Sin la facilidad de las máquinas, sólo consigo ser lógico a veces: cierto. Pero hay un
asunto que me intriga. ¿Cómo unos bípedos dotados de cerebro hemos conseguido
inventar la lógica, creernos el invento hasta venerarlo, y luego fabricar las máquinas
lógicas, para que nos ganen en los juegos racionales? ¿Cómo los animales humanos
nos las hemos compuesto para conseguir esa hazaña con la única dotación de una red
neuronal? Otros animales las tienen, y muy apañadas. El hombre de Neanderthal
incluso estaba más dotado: 1.500 cc. de cerebro, frente a 1.300 cc. en el homo sapiens
sapiens, de media. Los animales dotados de mejores redes neuronales, cercanos
filogenéticamente como el chimpancé o lejanos como el delfín, tras años de
entrenamiento no pasan sino test simbólicos mínimos, que son significativos sobre
todo por el entusiasmo de sus entrenadores.
También quisiera saber de dónde viene, por ejemplo, la afición por los
números, que ha llevado al mono desnudo a inventarlos, a imaginar nuevas formas de
representarlos y hacer operaciones, o a realizar la pirueta mental en el vacío que
supone el número cero...11 Así durante milenios, en un paulatino y trabajoso avance,
porque a nuestra red neuronal no le resulta natural manejarlos. Así, también, hasta
hacer una teoría de los números, para saber qué era eso con lo que hemos estado
trasteando durante tantos siglos.

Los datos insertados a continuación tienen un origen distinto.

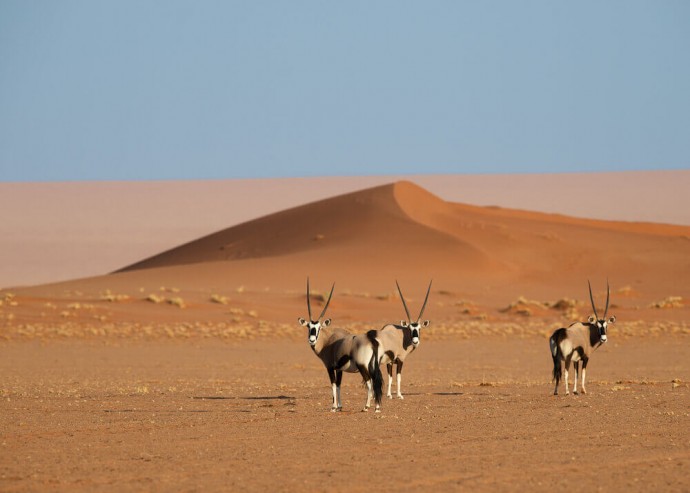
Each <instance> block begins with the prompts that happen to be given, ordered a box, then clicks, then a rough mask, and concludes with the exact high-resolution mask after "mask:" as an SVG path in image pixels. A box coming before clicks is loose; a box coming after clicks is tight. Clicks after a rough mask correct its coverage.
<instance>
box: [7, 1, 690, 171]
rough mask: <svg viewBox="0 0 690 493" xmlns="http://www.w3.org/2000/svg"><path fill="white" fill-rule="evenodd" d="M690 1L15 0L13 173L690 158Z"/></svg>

No es nada fácil -quienes trabajan en redes
neuronales lo saben bien- conseguir algo semejante. ¿Qué hace falta para que una red

11
IFRAH, G., Historia general de las cifras, Espasa–Calpe, Madrid, 1997.
neuronal trabaje en «modo lógico»?; ¿cómo es posible conseguirlo?; ¿por qué los
niños se aclaran con las máquinas lógicas -los ordenadores- mejor que los adultos?;
¿por qué sólo los matemáticos jóvenes parecen capaces de hacer aportaciones
fundamentales?; ¿hace falta una plasticidad especial del cerebro que luego se pierde?
Son preguntas cuya respuesta me gustaría conocer, junto a mucha otras. Me intriga
una red neuronal, la humana, que se atreve a afrontar el test de Turing frente a
máquinas lógicas, aunque no lo haga brillantemente.